Perhaps rather rashly, many labourers and small farmers were very much one crop dependant, because you could grow more potatoes to the acre than any other crop, and they needed the minimum of maintenance, but as a consequence they had nothing else to fall back on when the blight attacked them, and because it was largely a barter economy they mostly had no spare cash to buy food. When the crop failed 3 years in a row, people ended up eating their seed potatoes, leaving them nothing to plant the next spring. It is estimated that during the years 1845 to 1850, around 800,000 people died of starvation or of a famine-related disease such as typhus, dysentery, scurvy or pellagra. A further two million people emigrated. Unlike earlier famines, in which the population recovers quickly from the catastrophe and continues to grow, the after- effects of the Great Irish Famine were such that the population of Ireland, standing at 8.2 million people in 1841, declined to 6.6 million in 1851. Fifty years later, Ireland's population was still showing a decline (down to 4.5 million), even though every other European country was showing a population increase. Ireland’s population did not return to its pre-famine heights until 1964. Approximately 8 million people left Ireland between 1801 and 1900 - the equivalent of the entire pre-Famine population. The population today is only around 6 million.
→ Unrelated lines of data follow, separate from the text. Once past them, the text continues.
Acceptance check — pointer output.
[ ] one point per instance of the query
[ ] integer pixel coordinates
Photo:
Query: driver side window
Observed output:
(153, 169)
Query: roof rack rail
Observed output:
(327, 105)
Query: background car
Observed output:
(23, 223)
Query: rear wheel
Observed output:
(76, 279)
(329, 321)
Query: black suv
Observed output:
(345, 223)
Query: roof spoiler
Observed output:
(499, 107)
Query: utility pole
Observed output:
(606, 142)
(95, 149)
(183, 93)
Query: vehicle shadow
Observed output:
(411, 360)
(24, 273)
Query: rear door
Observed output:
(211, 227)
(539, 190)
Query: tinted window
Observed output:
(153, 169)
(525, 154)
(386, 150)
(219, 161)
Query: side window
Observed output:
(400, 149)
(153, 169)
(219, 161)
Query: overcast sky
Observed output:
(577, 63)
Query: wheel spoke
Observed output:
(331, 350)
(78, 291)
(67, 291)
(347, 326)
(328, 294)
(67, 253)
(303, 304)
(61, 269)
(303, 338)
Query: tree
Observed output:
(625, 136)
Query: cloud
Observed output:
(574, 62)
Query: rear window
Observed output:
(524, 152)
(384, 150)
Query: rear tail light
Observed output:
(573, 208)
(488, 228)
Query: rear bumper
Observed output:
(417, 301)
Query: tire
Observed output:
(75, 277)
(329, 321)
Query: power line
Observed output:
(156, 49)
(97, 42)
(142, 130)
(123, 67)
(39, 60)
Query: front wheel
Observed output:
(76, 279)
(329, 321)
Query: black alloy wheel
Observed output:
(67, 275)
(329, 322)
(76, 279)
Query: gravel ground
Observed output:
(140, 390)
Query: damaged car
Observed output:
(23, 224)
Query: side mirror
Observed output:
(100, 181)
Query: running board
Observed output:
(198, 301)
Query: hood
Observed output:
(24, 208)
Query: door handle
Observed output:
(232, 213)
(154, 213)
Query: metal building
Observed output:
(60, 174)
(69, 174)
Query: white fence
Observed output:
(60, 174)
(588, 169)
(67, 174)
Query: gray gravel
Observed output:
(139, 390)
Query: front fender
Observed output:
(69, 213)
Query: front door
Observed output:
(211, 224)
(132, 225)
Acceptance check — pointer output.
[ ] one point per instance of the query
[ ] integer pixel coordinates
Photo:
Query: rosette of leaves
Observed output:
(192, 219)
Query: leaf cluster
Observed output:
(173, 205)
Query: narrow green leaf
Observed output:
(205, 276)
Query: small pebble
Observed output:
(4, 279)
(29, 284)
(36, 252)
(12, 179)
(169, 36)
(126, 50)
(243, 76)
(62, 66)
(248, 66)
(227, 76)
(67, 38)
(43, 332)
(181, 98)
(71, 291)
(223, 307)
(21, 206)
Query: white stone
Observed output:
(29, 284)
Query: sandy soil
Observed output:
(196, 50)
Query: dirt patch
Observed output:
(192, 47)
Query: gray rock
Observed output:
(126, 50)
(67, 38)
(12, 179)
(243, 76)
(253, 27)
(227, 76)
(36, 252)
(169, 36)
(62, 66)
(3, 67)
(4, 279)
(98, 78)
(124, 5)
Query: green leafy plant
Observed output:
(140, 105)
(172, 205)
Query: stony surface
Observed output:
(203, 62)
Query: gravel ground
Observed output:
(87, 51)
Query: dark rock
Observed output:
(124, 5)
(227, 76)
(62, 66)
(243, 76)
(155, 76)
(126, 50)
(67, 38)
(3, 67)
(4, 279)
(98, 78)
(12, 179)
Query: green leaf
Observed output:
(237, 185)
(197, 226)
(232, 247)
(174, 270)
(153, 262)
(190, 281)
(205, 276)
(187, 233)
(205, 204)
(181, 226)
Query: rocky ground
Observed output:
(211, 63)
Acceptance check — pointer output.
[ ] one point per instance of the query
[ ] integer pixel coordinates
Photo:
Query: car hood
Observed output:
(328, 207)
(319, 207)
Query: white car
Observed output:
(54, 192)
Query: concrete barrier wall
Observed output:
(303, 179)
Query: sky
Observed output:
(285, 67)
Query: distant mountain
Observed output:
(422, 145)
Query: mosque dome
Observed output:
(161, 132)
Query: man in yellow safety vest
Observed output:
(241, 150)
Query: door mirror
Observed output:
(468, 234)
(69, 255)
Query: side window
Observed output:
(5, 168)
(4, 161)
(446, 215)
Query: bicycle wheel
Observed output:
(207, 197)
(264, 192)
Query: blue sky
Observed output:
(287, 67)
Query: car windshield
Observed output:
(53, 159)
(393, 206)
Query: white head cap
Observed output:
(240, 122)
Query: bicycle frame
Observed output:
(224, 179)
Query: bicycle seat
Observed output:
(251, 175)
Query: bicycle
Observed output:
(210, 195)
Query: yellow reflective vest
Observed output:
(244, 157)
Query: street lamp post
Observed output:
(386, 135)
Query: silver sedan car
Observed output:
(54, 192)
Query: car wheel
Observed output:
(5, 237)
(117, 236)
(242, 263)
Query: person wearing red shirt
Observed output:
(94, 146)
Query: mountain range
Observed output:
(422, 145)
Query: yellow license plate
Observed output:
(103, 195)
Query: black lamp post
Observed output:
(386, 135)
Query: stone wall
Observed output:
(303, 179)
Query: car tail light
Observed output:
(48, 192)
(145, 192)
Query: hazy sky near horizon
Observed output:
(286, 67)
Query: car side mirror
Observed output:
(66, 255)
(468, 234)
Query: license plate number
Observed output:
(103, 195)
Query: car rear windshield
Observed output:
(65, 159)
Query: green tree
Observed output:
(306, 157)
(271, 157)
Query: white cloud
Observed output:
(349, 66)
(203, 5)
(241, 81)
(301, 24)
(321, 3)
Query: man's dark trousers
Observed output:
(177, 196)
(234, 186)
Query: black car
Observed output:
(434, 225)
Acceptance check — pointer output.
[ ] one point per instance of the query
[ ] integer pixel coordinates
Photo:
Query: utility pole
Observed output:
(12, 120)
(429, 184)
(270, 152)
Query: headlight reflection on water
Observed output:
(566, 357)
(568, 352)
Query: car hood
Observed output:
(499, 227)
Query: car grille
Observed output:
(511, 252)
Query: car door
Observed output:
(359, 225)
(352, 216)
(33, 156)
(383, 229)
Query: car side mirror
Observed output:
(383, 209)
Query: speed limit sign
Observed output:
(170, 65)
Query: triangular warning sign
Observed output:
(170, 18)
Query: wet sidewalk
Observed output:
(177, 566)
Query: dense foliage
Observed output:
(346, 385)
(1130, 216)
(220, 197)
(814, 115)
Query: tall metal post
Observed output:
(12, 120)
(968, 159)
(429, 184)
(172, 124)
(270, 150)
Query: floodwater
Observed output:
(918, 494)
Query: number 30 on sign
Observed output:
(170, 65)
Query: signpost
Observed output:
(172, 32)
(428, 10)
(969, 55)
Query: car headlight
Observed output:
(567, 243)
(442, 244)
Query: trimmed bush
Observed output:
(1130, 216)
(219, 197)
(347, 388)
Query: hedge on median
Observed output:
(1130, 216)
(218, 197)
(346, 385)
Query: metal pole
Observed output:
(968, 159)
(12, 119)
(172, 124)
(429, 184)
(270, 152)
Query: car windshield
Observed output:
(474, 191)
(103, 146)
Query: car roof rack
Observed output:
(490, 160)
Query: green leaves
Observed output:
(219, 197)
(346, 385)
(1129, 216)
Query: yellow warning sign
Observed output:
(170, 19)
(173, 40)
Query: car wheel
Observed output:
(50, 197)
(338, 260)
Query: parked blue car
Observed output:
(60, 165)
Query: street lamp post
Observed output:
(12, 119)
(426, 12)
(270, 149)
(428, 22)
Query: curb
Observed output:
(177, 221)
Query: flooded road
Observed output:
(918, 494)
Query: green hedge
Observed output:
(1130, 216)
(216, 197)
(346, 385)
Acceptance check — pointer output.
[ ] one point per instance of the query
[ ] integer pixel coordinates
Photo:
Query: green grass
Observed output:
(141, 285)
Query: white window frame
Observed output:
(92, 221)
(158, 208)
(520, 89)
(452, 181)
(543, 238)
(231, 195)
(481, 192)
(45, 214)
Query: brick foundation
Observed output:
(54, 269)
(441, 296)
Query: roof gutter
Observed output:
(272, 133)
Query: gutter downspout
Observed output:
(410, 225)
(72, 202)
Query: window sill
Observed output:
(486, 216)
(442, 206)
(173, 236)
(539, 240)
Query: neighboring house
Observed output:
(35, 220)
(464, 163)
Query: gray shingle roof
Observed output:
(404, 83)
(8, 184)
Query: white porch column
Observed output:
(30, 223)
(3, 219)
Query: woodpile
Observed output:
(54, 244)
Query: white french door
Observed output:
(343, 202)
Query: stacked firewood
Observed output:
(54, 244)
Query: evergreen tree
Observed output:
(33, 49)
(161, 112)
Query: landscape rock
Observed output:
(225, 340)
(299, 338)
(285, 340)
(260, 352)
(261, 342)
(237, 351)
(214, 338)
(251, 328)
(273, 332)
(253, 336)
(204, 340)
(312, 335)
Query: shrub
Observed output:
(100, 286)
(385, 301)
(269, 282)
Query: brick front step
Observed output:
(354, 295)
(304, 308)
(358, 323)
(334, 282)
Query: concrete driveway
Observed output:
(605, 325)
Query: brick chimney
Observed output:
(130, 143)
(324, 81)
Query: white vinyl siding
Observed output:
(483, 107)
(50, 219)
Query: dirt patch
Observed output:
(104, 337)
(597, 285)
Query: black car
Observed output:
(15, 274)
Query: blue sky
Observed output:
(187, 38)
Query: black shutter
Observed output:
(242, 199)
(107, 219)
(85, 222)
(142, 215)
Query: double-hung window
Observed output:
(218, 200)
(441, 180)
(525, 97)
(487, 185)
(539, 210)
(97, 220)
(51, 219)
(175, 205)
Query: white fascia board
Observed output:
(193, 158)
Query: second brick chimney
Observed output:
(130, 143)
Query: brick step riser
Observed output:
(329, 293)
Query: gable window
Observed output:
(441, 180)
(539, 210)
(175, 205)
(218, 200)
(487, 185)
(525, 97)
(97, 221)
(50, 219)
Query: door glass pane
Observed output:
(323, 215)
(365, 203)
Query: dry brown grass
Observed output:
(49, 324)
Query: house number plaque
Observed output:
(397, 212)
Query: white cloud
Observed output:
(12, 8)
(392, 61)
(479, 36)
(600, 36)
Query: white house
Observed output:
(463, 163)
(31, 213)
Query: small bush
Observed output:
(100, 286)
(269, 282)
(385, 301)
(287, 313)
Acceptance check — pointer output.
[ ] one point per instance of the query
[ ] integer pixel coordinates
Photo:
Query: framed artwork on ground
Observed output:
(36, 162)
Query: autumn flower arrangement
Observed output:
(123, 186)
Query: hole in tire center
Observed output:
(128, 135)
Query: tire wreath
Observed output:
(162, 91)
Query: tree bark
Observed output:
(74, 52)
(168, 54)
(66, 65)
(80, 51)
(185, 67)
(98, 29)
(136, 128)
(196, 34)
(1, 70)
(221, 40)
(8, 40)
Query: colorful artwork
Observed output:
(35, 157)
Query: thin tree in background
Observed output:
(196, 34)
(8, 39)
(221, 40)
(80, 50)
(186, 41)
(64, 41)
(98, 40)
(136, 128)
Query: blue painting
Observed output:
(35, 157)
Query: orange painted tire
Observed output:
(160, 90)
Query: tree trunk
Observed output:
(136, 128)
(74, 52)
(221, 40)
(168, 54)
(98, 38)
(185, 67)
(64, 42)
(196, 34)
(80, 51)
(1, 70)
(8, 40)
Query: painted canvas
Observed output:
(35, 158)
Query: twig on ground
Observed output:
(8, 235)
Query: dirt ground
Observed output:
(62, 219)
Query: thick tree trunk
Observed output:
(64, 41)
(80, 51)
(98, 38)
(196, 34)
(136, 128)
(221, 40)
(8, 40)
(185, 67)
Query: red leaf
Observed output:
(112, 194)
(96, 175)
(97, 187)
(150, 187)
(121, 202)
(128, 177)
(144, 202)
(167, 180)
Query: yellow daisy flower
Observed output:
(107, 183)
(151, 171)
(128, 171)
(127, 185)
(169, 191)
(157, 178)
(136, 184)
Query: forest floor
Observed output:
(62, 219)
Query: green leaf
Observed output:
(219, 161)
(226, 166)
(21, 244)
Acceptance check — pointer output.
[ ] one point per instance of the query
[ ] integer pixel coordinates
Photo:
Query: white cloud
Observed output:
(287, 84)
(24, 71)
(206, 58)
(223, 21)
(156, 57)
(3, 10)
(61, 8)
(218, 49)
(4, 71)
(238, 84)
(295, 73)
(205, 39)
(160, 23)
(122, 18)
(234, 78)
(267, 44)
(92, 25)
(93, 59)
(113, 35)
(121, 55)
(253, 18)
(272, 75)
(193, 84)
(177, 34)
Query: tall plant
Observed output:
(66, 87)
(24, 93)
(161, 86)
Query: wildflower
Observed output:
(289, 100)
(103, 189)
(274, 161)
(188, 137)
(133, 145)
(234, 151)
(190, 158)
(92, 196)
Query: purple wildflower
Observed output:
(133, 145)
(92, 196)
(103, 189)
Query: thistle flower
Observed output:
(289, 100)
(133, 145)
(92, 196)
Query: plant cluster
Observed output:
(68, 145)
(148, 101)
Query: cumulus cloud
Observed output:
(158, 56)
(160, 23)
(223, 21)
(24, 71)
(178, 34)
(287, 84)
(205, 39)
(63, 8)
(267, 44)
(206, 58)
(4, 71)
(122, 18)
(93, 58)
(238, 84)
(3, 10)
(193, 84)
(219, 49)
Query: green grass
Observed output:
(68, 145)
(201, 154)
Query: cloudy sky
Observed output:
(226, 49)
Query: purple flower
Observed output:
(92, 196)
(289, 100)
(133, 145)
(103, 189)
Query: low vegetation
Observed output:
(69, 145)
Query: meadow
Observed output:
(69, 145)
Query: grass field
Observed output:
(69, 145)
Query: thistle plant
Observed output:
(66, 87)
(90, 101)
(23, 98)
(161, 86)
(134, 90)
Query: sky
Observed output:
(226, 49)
Other factors led to the continued emigration too, eg early mechanisation on farms. With new machines to turn the soil and plant seed, farmers no longer needed an army of agricultural labourers to help on the farm. So those jobs were rapidly disappearing. Likewise mechanisation had led to linen factories being set up in places like Belfast. These made home weaving uneconomic and so also upset the labourer’s family economy. Agriculture was the biggest single employer in Ireland, but it was mostly a barter economy. Few people had any ready cash save what they could make from weaving or any government sponsored work such as building new roads. So when the opportunity arose to get jobs with a regular wage packet, as opposed to a few pence from your father each week, the decision to migrate wasn’t really all that hard to make. So it was as much about economic betterment as anything. The famine wreaked havoc in most of Ireland but in Co Antrim, a comparatively wealthy county, it wasn’t too severe (and most bigger farmers had not been one crop dependant) so I would say it was less of a reason for your particular ancestors leaving than it was for others elsewhere in Ireland.